Der städtische Geldhahn und der Hahn, der bald nicht mehr kräht
Das neue Schulhaus im Kleinholz reift heran. Eigentlich wäre das eine erfreuliche Botschaft. Wenn denn die Stadt in diesem Prozess nicht andauernd neue Kommunikationspannen fabrizieren würde. Die neuste Medienmitteilung flatterte letzte Woche ins Postfach. Wie es die Kommunikationsabteilungen grosser Firmen zu tun pflegen, informiert die Stadt darin gar nebulös über den neusten Stand der Planung.
Statt zu schreiben, was Sache ist, und ehrlich hinzustehen, zieht der Stadtrat zum wiederholten Mal den Zorn auf sich. Denn zum mindestens vierten Mal in Folge steigen die geplanten Investitionen, bevor überhaupt das Fundament gelegt ist. Knapp 40 Millionen teuer soll das Schulhaus inklusive einer Dreifachturnhalle nun werden. Ursprünglich war im Zahlenwirrwarr noch von je 10 Millionen Franken die Rede gewesen.
Hat die Stadt also fahrlässig den Geldhahn aufgedreht und klotzt beim neuen Schulhaus? Nein, sie hat vielmehr ungenügend und vorschnell kommuniziert. Olten jetzt! rollte die Geschichte rund um die vermeintliche Kostenexplosion in elbphilharmonischem Ausmass auf und kommt zum Schluss: Im Stadtrat fehlt eine Fehlerkultur.
Denn eigentlich hätte der Stadtrat wissen müssen, dass es teurer kommt: Schon in der ersten Studie, die dem Stadtrat als Grundlage diente, schrieb Kontextplan, die Stadt müsse mit Investitionen von bis zu 50 Millionen Franken rechnen. Auch in der neusten Medienmitteilung steht kein Wort, das eine Fehleinschätzung vonseiten der Stadtregierung eingestehen würde. Aus den Parlamentsunterlagen wird ersichtlich: Ein Schulhaus in der Grössenordnung, wie Olten es braucht, hat seinen Preis. In einer Liste vergleicht die Stadt den Quadratmeterpreis für das Kleinholz-Projekt mit Schulhäusern in anderen Gemeinden. Darunter findet sich auch dieses Beispiel aus Zürich (Kostenpunkt 42.5 Mio / 4813 Franken pro Quadratmeter).

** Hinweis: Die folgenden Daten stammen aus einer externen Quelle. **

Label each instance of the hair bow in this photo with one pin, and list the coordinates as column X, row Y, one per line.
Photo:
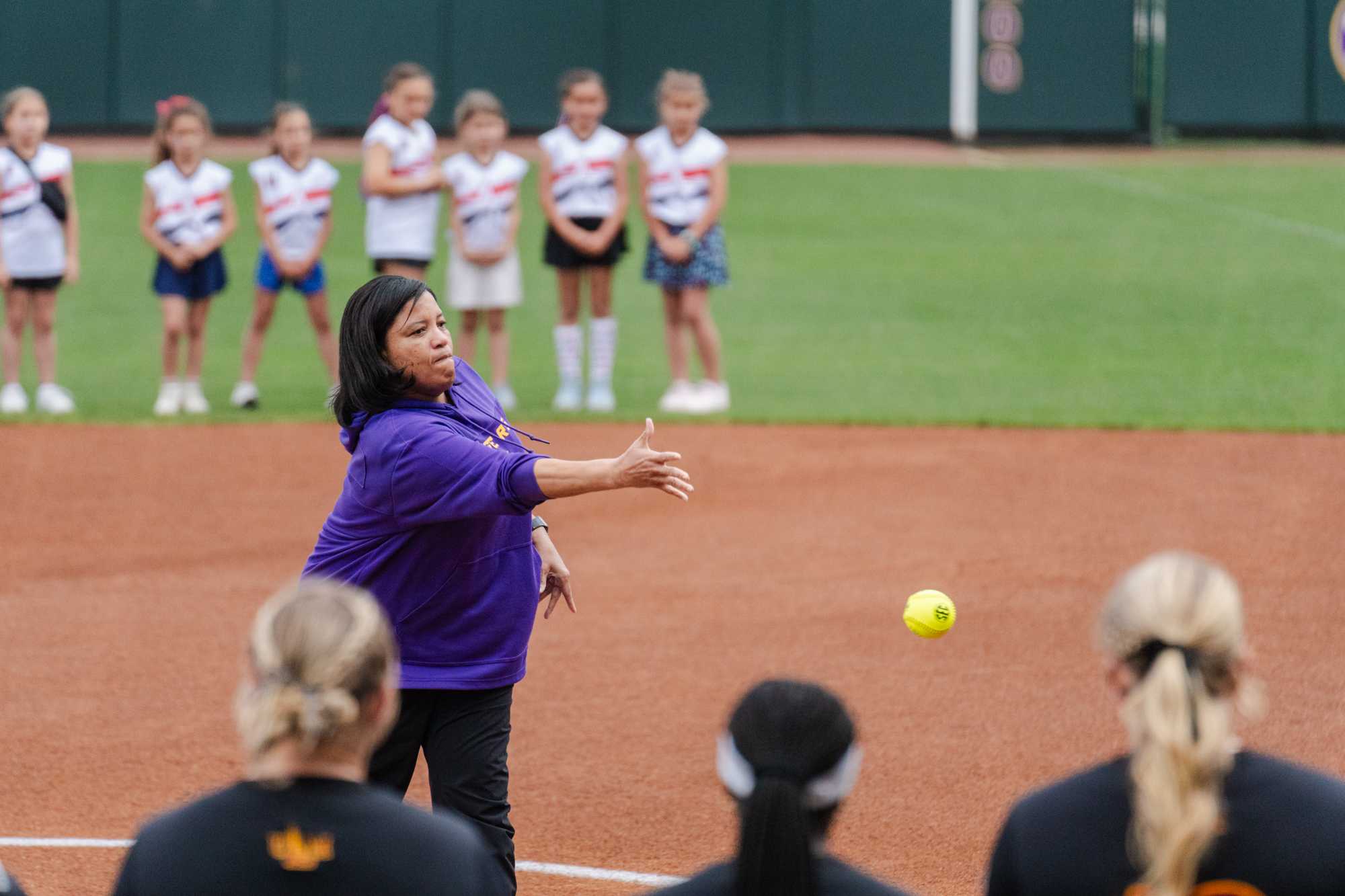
column 177, row 101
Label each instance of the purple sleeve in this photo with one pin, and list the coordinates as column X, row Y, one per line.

Nach dem Kommunikationsfiasko gab der Stadtrat im Oltner Tagblatt an, er wolle die Kosten drücken. Darunter würde wohl wiederum die Qualität leiden, der Bau wäre weniger nachhaltig. Die Stadt müsste vielmehr aufzeigen, worauf die höheren Kosten zurückzuführen sind und weshalb sich die Investition langfristig lohnen kann. Der hohe energetische Ausbaustandard etwa wird die Betriebskosten senken. Und würde die Dreifachturnhalle angenommen, könnte die Stadt auf die Miete der Giroud-Olma-Hallen (266’000 Franken jährlich) verzichten. Würde dies gelingen, wäre das Projekt vermutlich bei vielen unbestritten. Ansonsten droht bei der Volksabstimmung der böse Kater danach.
Apropos Kater …
Das Coq d’Or hat über zehn Jahre lang vielen Menschen einen solchen beschert. Die wenigsten dürften den Kater bereut haben. Der Exzess war in der Kulturinstitution Programm. «Ich bin ein Fan davon, wenn es mal nur ums Jetzt geht», sagte Daniel Kissling, als ich vor gut drei Jahren ein Porträt über ihn schrieb.
Wie viele Menschen dieser Ort über eine Dekade hinweg geprägt hat, zeigte sich, als das Coq letzte Woche auf den sozialen Medien das baldige Ende verkündete. Der Hahn hat – zumindest am jetzigen Standort – im Juni ausgekräht.
Für die Oltner Kulturszene ein herber Verlust. War doch das Lokal ein Fenster in die Welt: Über 1000 Musikgruppen spielten im Coq d’Or und an seinen besten Abenden zog die Kulturbar Menschen von weit her nach Olten an. In den letzten Jahren kämpfte das Coq d’Or aber stets ums Überleben und selbst ein Crowdfunding verbesserte die Situation nur kurzzeitig. Die Not des Kulturlokals löste eine kontroverse Debatte zur Frage aus, ob die Stadt eine Institution dieser Art finanziell unterstützen soll. Mit dem Ende des Coqs bleibt die Frage vorübergehend im Raum stehen.
Und für jene, die um das Stück Oltner Kulturgut trauern: Offen bleibt, ob der Kulturverein an einem neuen Ort seine Reinkarnation erfährt.